With such a seemingly happy ending, why is this a cautionary tale? Well, it did not result in a happy ending. The man loved the heraldry and it was exactly what he wanted, but his mother absolutely hated it and felt that her painting had been ruined. This of course, he tried to hide from me, until I started to wonder why the painting was never placed back in its original spot on the wall. Then I got another friend to finally tell me what did happen and when he told me, I just knew this was going to happen and had tried to warn the man about me making the changes to the portrait of his daughters. There was nothing I could do.

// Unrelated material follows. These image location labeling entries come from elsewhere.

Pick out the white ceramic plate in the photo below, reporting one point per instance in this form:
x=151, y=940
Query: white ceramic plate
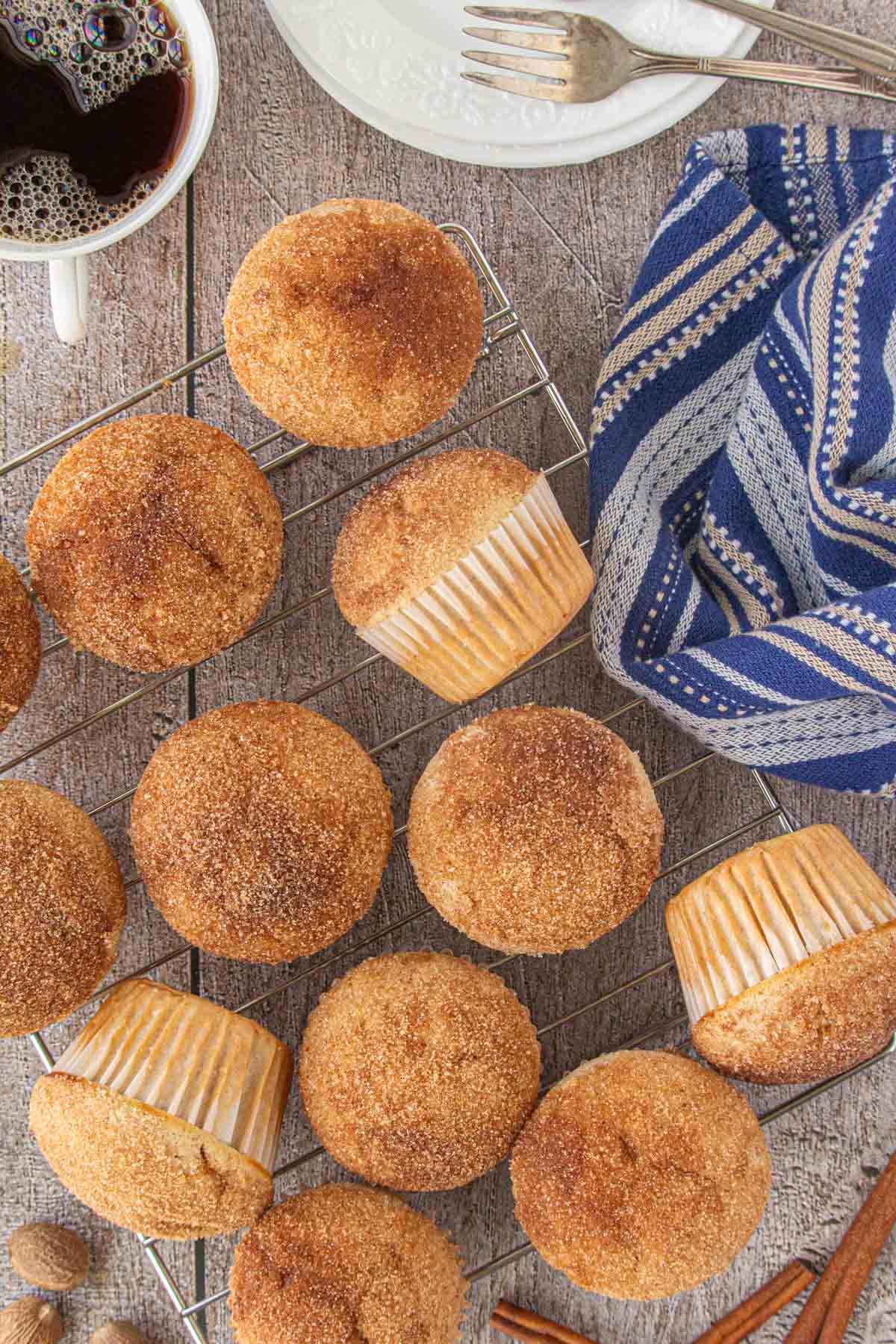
x=395, y=63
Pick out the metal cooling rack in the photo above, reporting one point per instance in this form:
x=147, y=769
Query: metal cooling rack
x=501, y=323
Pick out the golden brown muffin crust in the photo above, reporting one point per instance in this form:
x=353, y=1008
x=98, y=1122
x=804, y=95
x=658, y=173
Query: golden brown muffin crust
x=140, y=1169
x=261, y=831
x=417, y=524
x=641, y=1175
x=62, y=907
x=418, y=1070
x=535, y=830
x=346, y=1265
x=354, y=324
x=812, y=1021
x=19, y=644
x=155, y=542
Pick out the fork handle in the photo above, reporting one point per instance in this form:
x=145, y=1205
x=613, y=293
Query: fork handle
x=763, y=72
x=875, y=57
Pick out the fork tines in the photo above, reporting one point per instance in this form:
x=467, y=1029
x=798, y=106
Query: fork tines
x=548, y=72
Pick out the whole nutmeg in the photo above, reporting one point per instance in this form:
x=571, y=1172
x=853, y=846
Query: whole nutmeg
x=49, y=1256
x=30, y=1322
x=119, y=1332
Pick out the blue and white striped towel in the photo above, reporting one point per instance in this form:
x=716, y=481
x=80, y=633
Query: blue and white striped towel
x=743, y=458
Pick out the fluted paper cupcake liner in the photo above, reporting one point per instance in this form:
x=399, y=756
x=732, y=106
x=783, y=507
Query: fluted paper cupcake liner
x=497, y=606
x=190, y=1058
x=768, y=909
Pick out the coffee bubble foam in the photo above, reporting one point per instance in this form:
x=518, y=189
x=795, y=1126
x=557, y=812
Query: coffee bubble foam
x=104, y=50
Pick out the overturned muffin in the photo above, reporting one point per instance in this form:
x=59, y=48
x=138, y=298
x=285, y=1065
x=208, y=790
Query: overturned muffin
x=19, y=644
x=788, y=959
x=535, y=830
x=460, y=567
x=155, y=542
x=261, y=831
x=418, y=1070
x=164, y=1115
x=354, y=324
x=62, y=907
x=641, y=1175
x=343, y=1265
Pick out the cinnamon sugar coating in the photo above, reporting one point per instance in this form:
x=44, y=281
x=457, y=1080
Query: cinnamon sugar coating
x=261, y=831
x=141, y=1169
x=19, y=644
x=812, y=1021
x=346, y=1265
x=641, y=1175
x=155, y=542
x=413, y=527
x=62, y=907
x=354, y=324
x=418, y=1070
x=535, y=830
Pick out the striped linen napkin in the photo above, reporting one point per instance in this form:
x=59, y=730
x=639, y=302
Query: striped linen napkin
x=743, y=458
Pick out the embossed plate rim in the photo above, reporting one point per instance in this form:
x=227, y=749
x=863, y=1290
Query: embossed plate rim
x=573, y=149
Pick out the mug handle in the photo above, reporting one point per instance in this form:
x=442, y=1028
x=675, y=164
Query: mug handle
x=69, y=285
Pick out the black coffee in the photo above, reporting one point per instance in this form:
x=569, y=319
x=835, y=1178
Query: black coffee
x=94, y=102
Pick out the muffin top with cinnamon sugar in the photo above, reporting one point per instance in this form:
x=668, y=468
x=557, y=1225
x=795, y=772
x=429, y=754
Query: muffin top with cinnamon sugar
x=343, y=1265
x=354, y=324
x=418, y=1070
x=535, y=830
x=413, y=527
x=641, y=1175
x=155, y=542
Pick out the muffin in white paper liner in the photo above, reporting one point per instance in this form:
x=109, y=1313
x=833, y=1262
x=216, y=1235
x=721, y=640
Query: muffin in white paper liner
x=485, y=616
x=788, y=959
x=191, y=1060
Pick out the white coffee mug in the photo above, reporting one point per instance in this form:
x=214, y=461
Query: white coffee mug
x=69, y=264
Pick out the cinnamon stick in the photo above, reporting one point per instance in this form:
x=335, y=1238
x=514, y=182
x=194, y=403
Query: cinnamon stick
x=761, y=1305
x=859, y=1269
x=531, y=1328
x=849, y=1265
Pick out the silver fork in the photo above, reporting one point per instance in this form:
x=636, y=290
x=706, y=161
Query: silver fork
x=862, y=53
x=585, y=60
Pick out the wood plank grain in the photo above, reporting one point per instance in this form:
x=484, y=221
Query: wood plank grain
x=567, y=242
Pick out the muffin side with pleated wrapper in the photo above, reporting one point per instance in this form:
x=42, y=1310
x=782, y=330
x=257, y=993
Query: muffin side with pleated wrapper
x=460, y=567
x=188, y=1098
x=788, y=959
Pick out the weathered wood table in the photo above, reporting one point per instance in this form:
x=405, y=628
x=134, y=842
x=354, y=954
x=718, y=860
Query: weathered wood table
x=567, y=245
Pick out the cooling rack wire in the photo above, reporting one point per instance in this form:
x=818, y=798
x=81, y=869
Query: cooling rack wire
x=501, y=323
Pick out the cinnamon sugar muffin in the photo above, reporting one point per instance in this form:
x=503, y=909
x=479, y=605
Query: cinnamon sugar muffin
x=460, y=567
x=343, y=1265
x=164, y=1113
x=641, y=1175
x=155, y=542
x=19, y=644
x=62, y=907
x=354, y=324
x=261, y=831
x=788, y=959
x=535, y=830
x=418, y=1070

I had already sprayed fixative on the painting to protect the oil as well as the new acrylic since this had never been done and she had exposed canvas showing through her oil work, which in the long run could cause the painting to weaken or so I had been told.
But the drama does not end here….
The man being a clever gentleman taught by world renowned artists on how to care for and preserve art carefully took watercolor paint and put a graying layer over the acrylic heraldry to make it look not so bright hopefully soothing his mother’s woes, but while curing her anguish, it only made me feel miserable and hate the work that I labored so arduously upon because it now looked dull and no longer like proper heraldry. I felt it made my art look sick and poor.
Five years have passed since that little adventure and I still look at the painting with a critical eye of regret and frustration, but the man claims that his mother now likes the painting again and is pleased with the additional heraldic imagery. As for me, I think I did a good job, but I would not advise anyone to take on such a stressful and potentially emotionally hazardous endeavour.